"You couldn't choose a harder place" to move cargo, McNabb recently told a House Armed Services Committee panel.
Moving cargo by air is more expensive but reduces convoy casualties, he said.
On a recent practice mission in Maryland, Mentges and his crew thundered off a runway at Warfield air base, east of Baltimore, and swung out over a latticework of suburban homes and highways, heading northeast toward Aberdeen Proving Ground.
Glancing occasionally out of the oversized cockpit windows at the landscape tilting 1,000 feet below, Mentges, the colonel who was in Afghanistan last year, and his co-pilot, Capt. Geoff Haan, a 31-year-old from Oneonta, N.Y., kept up a steady exchange with a controller at the Aberdeen drop zone code-named Aegis.

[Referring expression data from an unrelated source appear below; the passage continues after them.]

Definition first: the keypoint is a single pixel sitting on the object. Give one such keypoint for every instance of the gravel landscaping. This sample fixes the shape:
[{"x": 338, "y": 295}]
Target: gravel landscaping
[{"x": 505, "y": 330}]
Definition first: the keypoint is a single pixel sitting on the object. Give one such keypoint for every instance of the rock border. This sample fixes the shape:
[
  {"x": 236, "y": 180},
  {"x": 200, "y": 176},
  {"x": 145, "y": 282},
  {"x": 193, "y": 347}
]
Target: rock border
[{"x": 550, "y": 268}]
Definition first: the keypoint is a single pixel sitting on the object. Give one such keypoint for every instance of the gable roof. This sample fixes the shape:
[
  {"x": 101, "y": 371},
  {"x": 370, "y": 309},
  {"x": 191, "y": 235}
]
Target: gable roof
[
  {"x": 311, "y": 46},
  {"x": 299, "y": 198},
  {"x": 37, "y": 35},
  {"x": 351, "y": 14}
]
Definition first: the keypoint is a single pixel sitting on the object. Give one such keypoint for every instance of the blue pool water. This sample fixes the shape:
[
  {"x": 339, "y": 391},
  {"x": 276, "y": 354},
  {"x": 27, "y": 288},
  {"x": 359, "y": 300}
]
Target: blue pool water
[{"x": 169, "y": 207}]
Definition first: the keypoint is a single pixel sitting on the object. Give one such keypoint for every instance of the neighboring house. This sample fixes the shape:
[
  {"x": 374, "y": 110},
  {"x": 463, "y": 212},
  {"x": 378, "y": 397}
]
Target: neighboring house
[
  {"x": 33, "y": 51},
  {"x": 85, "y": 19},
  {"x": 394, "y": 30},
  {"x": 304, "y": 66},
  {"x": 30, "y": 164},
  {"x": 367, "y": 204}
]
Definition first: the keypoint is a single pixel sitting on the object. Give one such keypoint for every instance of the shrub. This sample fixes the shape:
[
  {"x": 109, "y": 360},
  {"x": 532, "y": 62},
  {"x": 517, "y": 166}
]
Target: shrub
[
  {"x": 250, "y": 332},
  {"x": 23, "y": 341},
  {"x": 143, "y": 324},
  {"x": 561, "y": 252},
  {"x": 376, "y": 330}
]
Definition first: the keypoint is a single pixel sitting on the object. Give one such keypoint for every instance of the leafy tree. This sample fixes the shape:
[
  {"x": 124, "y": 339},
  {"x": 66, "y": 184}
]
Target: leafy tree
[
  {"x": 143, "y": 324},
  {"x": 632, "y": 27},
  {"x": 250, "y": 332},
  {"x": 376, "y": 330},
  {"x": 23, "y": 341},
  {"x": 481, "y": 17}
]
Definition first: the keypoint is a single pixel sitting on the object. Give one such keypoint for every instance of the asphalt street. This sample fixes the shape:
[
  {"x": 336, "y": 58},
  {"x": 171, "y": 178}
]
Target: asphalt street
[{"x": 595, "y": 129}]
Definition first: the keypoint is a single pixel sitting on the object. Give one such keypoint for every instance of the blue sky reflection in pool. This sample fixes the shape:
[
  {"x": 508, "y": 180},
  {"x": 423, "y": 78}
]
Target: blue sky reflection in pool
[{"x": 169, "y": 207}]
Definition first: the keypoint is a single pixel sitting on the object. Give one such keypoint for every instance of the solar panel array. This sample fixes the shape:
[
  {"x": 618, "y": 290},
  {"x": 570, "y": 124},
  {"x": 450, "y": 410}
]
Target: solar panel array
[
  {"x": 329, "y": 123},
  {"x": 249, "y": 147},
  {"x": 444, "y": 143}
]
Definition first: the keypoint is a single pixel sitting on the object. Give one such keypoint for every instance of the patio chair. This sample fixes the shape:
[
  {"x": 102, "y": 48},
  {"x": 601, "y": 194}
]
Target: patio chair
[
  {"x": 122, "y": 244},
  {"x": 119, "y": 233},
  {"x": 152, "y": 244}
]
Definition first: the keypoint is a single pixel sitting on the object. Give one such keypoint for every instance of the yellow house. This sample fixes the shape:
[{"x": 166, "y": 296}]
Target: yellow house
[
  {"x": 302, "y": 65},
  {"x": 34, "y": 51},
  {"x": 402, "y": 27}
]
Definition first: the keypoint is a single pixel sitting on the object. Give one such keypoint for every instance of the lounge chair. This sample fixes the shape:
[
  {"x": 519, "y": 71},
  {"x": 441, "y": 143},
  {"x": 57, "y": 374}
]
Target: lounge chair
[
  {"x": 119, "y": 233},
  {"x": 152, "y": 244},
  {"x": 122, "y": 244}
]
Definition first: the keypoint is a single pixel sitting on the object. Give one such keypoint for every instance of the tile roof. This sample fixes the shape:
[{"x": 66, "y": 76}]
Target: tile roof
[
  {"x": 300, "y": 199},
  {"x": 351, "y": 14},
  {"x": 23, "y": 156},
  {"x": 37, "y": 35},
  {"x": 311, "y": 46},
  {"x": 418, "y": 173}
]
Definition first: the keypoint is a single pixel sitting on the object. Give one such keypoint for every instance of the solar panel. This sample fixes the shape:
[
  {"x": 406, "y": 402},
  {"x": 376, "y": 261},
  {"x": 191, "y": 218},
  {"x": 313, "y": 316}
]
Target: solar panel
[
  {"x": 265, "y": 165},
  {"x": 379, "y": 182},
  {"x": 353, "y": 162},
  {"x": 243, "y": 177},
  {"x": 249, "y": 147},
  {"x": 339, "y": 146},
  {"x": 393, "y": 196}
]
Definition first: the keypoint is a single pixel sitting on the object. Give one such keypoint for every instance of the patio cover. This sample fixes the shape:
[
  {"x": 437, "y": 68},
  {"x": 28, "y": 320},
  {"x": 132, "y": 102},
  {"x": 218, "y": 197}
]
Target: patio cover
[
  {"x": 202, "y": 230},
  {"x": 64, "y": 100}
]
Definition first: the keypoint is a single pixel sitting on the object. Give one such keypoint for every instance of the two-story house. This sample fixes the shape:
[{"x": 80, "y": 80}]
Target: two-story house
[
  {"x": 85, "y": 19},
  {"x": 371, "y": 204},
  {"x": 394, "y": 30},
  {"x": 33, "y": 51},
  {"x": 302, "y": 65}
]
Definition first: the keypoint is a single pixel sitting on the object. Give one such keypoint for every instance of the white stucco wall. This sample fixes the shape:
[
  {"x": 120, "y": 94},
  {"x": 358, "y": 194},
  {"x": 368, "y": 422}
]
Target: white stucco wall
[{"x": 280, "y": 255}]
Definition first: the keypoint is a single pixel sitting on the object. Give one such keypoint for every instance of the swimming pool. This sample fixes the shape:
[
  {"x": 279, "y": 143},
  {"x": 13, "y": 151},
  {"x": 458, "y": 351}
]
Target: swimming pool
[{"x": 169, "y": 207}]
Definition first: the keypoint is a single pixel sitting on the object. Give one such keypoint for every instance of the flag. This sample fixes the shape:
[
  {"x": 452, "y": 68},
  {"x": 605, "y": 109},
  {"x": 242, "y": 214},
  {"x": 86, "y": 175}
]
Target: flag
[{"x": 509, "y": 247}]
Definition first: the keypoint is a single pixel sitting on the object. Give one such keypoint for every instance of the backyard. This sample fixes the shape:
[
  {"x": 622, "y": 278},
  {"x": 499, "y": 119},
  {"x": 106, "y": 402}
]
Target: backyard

"Aegis, what do you give us for surface winds?"
"Sir, I am at five knots at 010 [degrees], how copy?"
"Copy, five knots at zero one zero," Haan replied crisply.
The highly automated C-130J cockpit includes a computer that calculates precisely the time and point in space to drop the pallet, corrected for the aircraft's speed and altitude and for surface wind speed and direction. It displays the path to that point on one of several cockpit screens.

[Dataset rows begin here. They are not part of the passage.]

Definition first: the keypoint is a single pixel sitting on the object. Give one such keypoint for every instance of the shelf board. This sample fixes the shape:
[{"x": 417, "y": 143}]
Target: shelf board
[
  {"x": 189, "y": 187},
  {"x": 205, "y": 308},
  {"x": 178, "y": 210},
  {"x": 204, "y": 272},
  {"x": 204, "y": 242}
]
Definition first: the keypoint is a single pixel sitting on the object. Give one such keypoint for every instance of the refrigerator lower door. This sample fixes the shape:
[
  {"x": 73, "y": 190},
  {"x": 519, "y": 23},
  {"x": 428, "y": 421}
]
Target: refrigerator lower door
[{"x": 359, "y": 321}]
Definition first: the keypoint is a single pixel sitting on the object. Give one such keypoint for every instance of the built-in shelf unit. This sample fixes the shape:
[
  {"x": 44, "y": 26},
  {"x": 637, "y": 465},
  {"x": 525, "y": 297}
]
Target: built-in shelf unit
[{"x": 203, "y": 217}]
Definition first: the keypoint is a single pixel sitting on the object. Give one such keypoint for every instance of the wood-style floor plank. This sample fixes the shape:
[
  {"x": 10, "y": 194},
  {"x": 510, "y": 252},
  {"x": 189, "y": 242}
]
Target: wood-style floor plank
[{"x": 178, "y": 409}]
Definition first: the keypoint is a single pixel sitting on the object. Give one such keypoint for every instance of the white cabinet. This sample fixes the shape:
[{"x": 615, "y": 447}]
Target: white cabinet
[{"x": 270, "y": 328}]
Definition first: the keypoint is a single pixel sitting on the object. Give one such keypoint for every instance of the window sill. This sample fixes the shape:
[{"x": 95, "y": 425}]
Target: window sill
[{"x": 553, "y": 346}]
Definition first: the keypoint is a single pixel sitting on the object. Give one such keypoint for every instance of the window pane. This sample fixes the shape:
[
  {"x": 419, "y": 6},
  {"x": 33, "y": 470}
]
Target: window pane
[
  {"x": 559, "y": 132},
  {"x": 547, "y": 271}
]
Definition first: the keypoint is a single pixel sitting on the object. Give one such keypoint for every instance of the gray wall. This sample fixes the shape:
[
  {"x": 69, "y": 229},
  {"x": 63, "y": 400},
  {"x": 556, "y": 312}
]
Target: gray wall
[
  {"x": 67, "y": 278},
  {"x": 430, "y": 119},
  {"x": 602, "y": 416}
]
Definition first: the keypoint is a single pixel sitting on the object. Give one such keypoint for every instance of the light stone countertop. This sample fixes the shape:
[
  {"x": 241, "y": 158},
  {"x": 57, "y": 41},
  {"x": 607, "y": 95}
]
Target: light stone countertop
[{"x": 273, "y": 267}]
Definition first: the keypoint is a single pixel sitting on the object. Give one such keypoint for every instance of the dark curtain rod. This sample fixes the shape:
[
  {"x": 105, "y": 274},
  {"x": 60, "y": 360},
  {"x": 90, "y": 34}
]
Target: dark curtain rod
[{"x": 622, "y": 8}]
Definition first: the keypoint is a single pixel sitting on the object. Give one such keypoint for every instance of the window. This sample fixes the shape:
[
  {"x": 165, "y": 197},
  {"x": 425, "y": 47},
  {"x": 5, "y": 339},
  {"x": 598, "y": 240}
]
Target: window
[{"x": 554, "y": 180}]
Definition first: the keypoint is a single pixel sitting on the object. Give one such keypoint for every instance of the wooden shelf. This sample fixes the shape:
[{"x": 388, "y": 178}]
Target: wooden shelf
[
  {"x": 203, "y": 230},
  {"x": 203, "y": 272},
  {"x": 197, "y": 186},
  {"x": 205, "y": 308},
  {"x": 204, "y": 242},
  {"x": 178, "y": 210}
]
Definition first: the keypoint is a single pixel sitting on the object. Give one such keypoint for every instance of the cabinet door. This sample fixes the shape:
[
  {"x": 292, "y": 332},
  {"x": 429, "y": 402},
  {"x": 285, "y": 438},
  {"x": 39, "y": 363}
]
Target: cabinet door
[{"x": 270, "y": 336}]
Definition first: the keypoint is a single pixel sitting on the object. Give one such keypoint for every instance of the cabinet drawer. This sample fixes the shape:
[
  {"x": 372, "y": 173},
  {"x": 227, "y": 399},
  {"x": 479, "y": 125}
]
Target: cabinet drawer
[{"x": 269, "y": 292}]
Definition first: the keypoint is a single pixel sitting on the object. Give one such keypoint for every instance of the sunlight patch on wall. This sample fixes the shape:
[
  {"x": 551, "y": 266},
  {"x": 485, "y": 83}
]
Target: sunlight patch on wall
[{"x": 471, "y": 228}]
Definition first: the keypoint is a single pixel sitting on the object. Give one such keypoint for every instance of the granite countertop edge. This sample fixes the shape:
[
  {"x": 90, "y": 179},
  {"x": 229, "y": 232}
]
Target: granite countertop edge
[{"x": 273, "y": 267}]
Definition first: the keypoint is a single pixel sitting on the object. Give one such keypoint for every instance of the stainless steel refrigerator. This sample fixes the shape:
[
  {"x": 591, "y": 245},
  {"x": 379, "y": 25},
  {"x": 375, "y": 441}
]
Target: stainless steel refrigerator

The cockpit also features an automatic warning system that kept being triggered as Mentges gently coasted down toward Aberdeen and his release point at 700 feet above the ground - outside the speed and altitude parameters set for normal flight operations.
"Terrain ahead, terrain ahead," warned a woman's soft voice, designed to penetrate a busy pilot's distractions.
"Two minutes," Mentges said to his crew on the cargo deck, ordering the ramp to be lowered.
"Too low! Too low! Pull up!" the female recording warned. When no one responded, she added helpfully, "Landing gear! Landing gear!"
"Flaps at 50," Mentges interrupted, dismissing the automatic warnings. "Crew, one minute ... Green light ... pallet clear!"
It looks easy because of the practiced coordination among the flight deck crew, the loadmasters in the cargo bay and air controllers on the ground.
For Maryland's crews, the routines have been honed on three extensive combat deployments to Iraq and Afghanistan, where a typical day might involve three sorties involving airdrops or ground stops to offload cargo or take on casualties.